My car went through Bob’s BBQ Pit’s window like God’s fury on the heathens. They couldn’t avoid it, they weren’t even close. They were too old, fat and slow. I guess the one thing money couldn’t buy was the reflex to survive a suicidal maniac. I heard the thud of soft flesh against the bumper before my car went slamming into the bar at the end of the room with a satisfying squish. My throat hit the top of the steering wheel and broke my windpipe.

Come on, it’s over now. You’re even.

Let go.

Full Moon by Benoit Lelievre

One minute ago, everything was fine. The bar was booming, beers were clanging together. Usual Saturday. Now, Landon has his Glock buried into Shawn’s right nostril. Kevin is aiming at the back of Landon’s head, hoping that if he has to shoot, he’ll split an eyeball with the bullet. Problem is, Neil is pushing his weapon into Kevin’s left ear. Shawn has two Berettas hidden in his belt, but right now nobody knows and nobody cares. The question on everybody’s mind right now is: what the fuck’s going on?

Blaming Shawn is almost too easy. He’s twenty-three years old and just received his bachelor degree from Penn State in geology. It’s his first time in Vegas and he’s already drunk to the point everything’s a blur. He kissed so many girls tonight, he’s not sure the exact number. He already kissed more girls in Vegas than during his complete tenure in college. Right now he’s trying to remember which one looked already taken or uncooperative, so that he can apologize. Because he’s looking at Landon right now and he thinks and thinks, but he’s not able to replace him.

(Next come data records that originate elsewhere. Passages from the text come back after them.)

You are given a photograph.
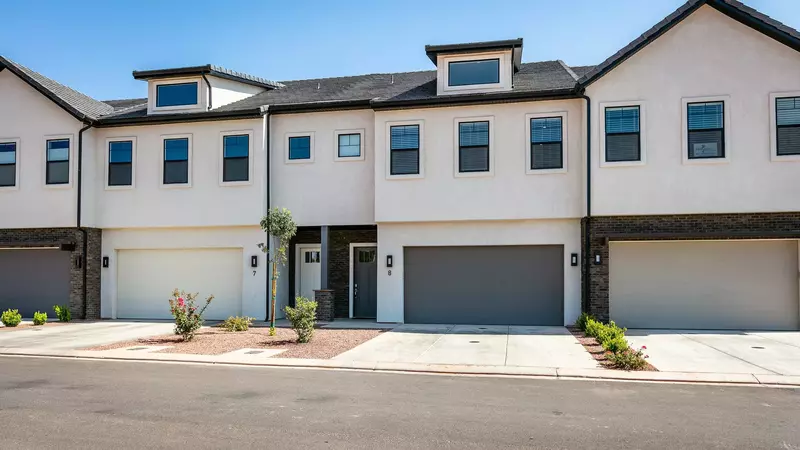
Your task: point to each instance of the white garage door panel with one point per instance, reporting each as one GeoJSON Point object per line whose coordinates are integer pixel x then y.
{"type": "Point", "coordinates": [146, 279]}
{"type": "Point", "coordinates": [705, 284]}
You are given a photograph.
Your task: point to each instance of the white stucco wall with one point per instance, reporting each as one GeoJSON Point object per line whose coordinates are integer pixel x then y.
{"type": "Point", "coordinates": [508, 193]}
{"type": "Point", "coordinates": [708, 54]}
{"type": "Point", "coordinates": [206, 202]}
{"type": "Point", "coordinates": [324, 191]}
{"type": "Point", "coordinates": [254, 280]}
{"type": "Point", "coordinates": [27, 115]}
{"type": "Point", "coordinates": [393, 237]}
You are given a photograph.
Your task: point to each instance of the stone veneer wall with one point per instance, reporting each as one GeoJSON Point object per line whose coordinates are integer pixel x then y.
{"type": "Point", "coordinates": [674, 227]}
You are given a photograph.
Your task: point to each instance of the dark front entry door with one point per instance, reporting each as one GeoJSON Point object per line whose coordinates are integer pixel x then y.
{"type": "Point", "coordinates": [365, 282]}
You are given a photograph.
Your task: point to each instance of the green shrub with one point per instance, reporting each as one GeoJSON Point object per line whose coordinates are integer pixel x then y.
{"type": "Point", "coordinates": [582, 320]}
{"type": "Point", "coordinates": [237, 323]}
{"type": "Point", "coordinates": [11, 318]}
{"type": "Point", "coordinates": [628, 359]}
{"type": "Point", "coordinates": [62, 312]}
{"type": "Point", "coordinates": [303, 317]}
{"type": "Point", "coordinates": [39, 318]}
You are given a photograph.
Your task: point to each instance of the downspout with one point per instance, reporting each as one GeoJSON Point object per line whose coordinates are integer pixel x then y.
{"type": "Point", "coordinates": [587, 248]}
{"type": "Point", "coordinates": [210, 105]}
{"type": "Point", "coordinates": [84, 235]}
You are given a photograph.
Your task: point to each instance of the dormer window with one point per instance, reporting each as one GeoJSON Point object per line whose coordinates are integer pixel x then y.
{"type": "Point", "coordinates": [178, 94]}
{"type": "Point", "coordinates": [468, 73]}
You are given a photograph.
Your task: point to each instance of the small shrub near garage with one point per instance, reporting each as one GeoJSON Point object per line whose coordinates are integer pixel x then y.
{"type": "Point", "coordinates": [11, 318]}
{"type": "Point", "coordinates": [39, 318]}
{"type": "Point", "coordinates": [237, 323]}
{"type": "Point", "coordinates": [303, 318]}
{"type": "Point", "coordinates": [62, 312]}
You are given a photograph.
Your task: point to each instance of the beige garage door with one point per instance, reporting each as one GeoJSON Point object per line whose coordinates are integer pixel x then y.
{"type": "Point", "coordinates": [705, 284]}
{"type": "Point", "coordinates": [146, 278]}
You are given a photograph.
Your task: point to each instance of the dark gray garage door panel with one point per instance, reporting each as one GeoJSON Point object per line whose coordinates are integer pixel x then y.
{"type": "Point", "coordinates": [34, 280]}
{"type": "Point", "coordinates": [501, 285]}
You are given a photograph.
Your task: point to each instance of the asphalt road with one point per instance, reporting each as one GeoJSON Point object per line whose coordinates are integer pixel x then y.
{"type": "Point", "coordinates": [58, 403]}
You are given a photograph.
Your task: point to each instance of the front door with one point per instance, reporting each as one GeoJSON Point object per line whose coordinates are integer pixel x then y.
{"type": "Point", "coordinates": [365, 282]}
{"type": "Point", "coordinates": [310, 270]}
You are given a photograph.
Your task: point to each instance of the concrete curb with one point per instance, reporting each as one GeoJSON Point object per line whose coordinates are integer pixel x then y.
{"type": "Point", "coordinates": [444, 369]}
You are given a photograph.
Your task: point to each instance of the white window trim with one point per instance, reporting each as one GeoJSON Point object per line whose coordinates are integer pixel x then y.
{"type": "Point", "coordinates": [773, 127]}
{"type": "Point", "coordinates": [336, 156]}
{"type": "Point", "coordinates": [132, 139]}
{"type": "Point", "coordinates": [55, 137]}
{"type": "Point", "coordinates": [456, 145]}
{"type": "Point", "coordinates": [311, 150]}
{"type": "Point", "coordinates": [17, 144]}
{"type": "Point", "coordinates": [726, 110]}
{"type": "Point", "coordinates": [189, 165]}
{"type": "Point", "coordinates": [221, 161]}
{"type": "Point", "coordinates": [564, 143]}
{"type": "Point", "coordinates": [388, 165]}
{"type": "Point", "coordinates": [443, 63]}
{"type": "Point", "coordinates": [642, 134]}
{"type": "Point", "coordinates": [153, 95]}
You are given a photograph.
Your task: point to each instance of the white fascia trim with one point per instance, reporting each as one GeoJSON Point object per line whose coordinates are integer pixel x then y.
{"type": "Point", "coordinates": [726, 111]}
{"type": "Point", "coordinates": [642, 134]}
{"type": "Point", "coordinates": [221, 160]}
{"type": "Point", "coordinates": [564, 143]}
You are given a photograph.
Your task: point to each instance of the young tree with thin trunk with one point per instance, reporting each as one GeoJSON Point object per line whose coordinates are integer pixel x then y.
{"type": "Point", "coordinates": [279, 226]}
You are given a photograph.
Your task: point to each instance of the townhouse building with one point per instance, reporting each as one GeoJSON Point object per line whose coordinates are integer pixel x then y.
{"type": "Point", "coordinates": [658, 188]}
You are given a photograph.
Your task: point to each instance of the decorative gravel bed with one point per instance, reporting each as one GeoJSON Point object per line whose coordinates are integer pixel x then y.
{"type": "Point", "coordinates": [326, 343]}
{"type": "Point", "coordinates": [596, 350]}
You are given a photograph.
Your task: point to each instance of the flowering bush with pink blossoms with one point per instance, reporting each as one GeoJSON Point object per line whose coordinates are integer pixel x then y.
{"type": "Point", "coordinates": [188, 316]}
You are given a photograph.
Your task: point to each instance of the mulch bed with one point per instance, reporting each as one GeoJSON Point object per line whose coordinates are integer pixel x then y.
{"type": "Point", "coordinates": [325, 344]}
{"type": "Point", "coordinates": [596, 350]}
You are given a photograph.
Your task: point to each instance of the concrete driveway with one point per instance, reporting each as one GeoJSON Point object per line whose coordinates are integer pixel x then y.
{"type": "Point", "coordinates": [486, 345]}
{"type": "Point", "coordinates": [76, 335]}
{"type": "Point", "coordinates": [750, 352]}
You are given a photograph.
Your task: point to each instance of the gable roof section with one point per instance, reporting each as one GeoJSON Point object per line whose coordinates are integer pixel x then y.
{"type": "Point", "coordinates": [731, 8]}
{"type": "Point", "coordinates": [80, 106]}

Speaking of which, Landon’s not all pure in this story. It’s also his first night in Vegas, but unlike Shawn, he plans to stay there. He’s from Carson City, not that far away and he just got kicked out by his father. He found his son’s stash of pills and kicked him out, saying he has enough to deal with his own alcoholism already. Landon moved to Vegas with his friend Hector, who he considers a badass. He’s determined to make most of this opportunity and make something of himself. Landon dreams to be a gangster. He pulled his new gun on Shawn because he told him: “move over, pussy” and you don’t talk to a gangster like that. Right now, Landon is looking at the mirror at the end of the bar. He doesn’t know who Kevin is, but he’s telling himself he’s a friend of Shawn.

But Kevin doesn’t know either Shawn or Landon because he’s from Chicago. He’s on a business trip. He’s by far the baddest guy in that room. He just had a very bad day and his nerves are shot. He walked into the bar, hoping to find a little peace at the bottom of a Budweiser bottle. He was still nervous when Landon pulled his Glock out right beside him. All he saw was a shining object flying by. He pulled his new piece out by reflex, but now he’s looking at the possibility to take a little solace and get a kill for his trouble. Anybody would do. The only thing that saved Kevin from his temper was Neil.

Neil doesn’t know shit and he’s not pretty to look at. Tonight, he mixed crank and booze and he wouldn’t be able to recognize his own mother . Neither could she recognize him. Nobody in the bar knows who Neil is or why he’s holding such an impressive piece. Nobody knows who these guys are in the first place or why they’re flashing their guns in a Mexican stand-off like they were in a Quentin Tarantino movie. Nobody but one person.

Behind the bar, Wilson is smiling. He’s the only guy smiling in the joint right now. He’s filling a pint and shaking his head. Today has been a good day for him. The thick pile of dollar bills in the front left pocket of his jeans is a proof of that. His smile has a hint of bitterness in it. Fucking tourists, he tells himself. You give them booze and guns and look what they do.